I'd like to share two quotes by Ralph Waldo Emerson. They both really speak to me and hopefully they'll speak to you too. Plus, they're both really good ones to keep in mind when you're having a rough day.
"Be not the slave of your own past ... plunge into the sublime seas, dive deep, and swim far, so you shall come back with self-respect, with new power, with an advanced experience, that shall explain and overlook the old."
For one, the very words sound refreshing, invigorating, renewing. The first part is the most important—"be not the slave of your own past." How many of us are right now being the slaves of our own pasts? What will it take to break that cycle, to change that thinking, to move forward? It's simple yet difficult: dive into life. Live. Go for it. Persevere. Revel in what's around you. And then, as Emerson tells us, we'll be renewed—we will have "self-respect" and "new power." Who doesn't want that? Doesn't it sound beautiful? Miraculous even? Yet, it can be accomplished. And when we have that new outlook, we'll be able to figure out the past the best way we can, and we'll be able—and ready—to move on.
Now for the second quote:
"Finish each day and be done with it. You have done what you could. Some blunders and absurdities no doubt crept in; forget them as soon as you can. Tomorrow is a new day; begin it well and serenely and with too high a spirit to be cumbered with your old nonsense."
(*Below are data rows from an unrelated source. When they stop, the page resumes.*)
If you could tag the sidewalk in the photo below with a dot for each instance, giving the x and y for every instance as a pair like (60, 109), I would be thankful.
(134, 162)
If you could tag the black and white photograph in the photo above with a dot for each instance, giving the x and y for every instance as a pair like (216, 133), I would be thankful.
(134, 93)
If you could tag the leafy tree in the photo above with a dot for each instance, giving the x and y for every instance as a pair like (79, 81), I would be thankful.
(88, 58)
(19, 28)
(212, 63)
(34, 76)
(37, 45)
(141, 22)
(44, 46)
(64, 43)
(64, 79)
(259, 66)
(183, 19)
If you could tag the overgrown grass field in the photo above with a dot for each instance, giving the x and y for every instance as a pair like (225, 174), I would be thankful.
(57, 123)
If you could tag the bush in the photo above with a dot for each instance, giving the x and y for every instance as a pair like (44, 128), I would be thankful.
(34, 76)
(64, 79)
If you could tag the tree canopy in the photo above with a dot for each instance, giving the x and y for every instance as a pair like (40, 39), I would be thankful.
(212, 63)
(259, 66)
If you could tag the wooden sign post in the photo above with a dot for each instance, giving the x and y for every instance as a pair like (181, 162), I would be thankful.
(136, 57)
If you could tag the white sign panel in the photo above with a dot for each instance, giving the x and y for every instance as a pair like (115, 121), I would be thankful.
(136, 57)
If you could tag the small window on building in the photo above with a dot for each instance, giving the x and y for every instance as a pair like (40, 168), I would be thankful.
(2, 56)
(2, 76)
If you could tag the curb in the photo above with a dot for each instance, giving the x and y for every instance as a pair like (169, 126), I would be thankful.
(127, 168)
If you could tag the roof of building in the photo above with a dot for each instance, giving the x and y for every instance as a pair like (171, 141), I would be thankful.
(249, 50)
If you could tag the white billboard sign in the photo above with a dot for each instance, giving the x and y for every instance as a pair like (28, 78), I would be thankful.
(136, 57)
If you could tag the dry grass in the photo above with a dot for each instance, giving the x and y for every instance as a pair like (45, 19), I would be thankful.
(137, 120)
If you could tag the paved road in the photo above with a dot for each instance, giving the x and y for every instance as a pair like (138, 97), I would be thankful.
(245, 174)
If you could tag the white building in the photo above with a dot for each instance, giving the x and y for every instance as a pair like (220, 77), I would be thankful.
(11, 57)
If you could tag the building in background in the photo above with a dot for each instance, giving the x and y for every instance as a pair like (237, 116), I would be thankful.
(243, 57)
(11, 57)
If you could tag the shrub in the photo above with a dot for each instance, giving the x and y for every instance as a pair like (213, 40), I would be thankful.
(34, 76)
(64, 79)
I like this one even more. One of my own sayings I keep on a post-it at my desk is: "Today is what you make it. And tomorrow is always a new day." This quote by Emerson seems (to me) to go hand in hand with that mentality. Instead of beating yourself up for mistakes you made or setbacks that may have happened, instead of berating yourself for being the way you are, and instead of worrying over what happened in the course of the day—"finish each day and be done with it." There is no better advice than that. As Emerson says, "You have done what you could." Things may have happened that you didn't like, but forgetting them as soon as you can is a much better choice than dwelling on them and thus allowing them to hinder your progress for the days to follow. Each new morning, focus not on the day that has passed, but begin the new day "serenely and with too high a spirit to be cumbered with your old nonsense." When the day begins, it is new and fresh and clean and blank. Don't mar such a glorious thing with bad feelings from the previous day; march on and make the day what you want it to be.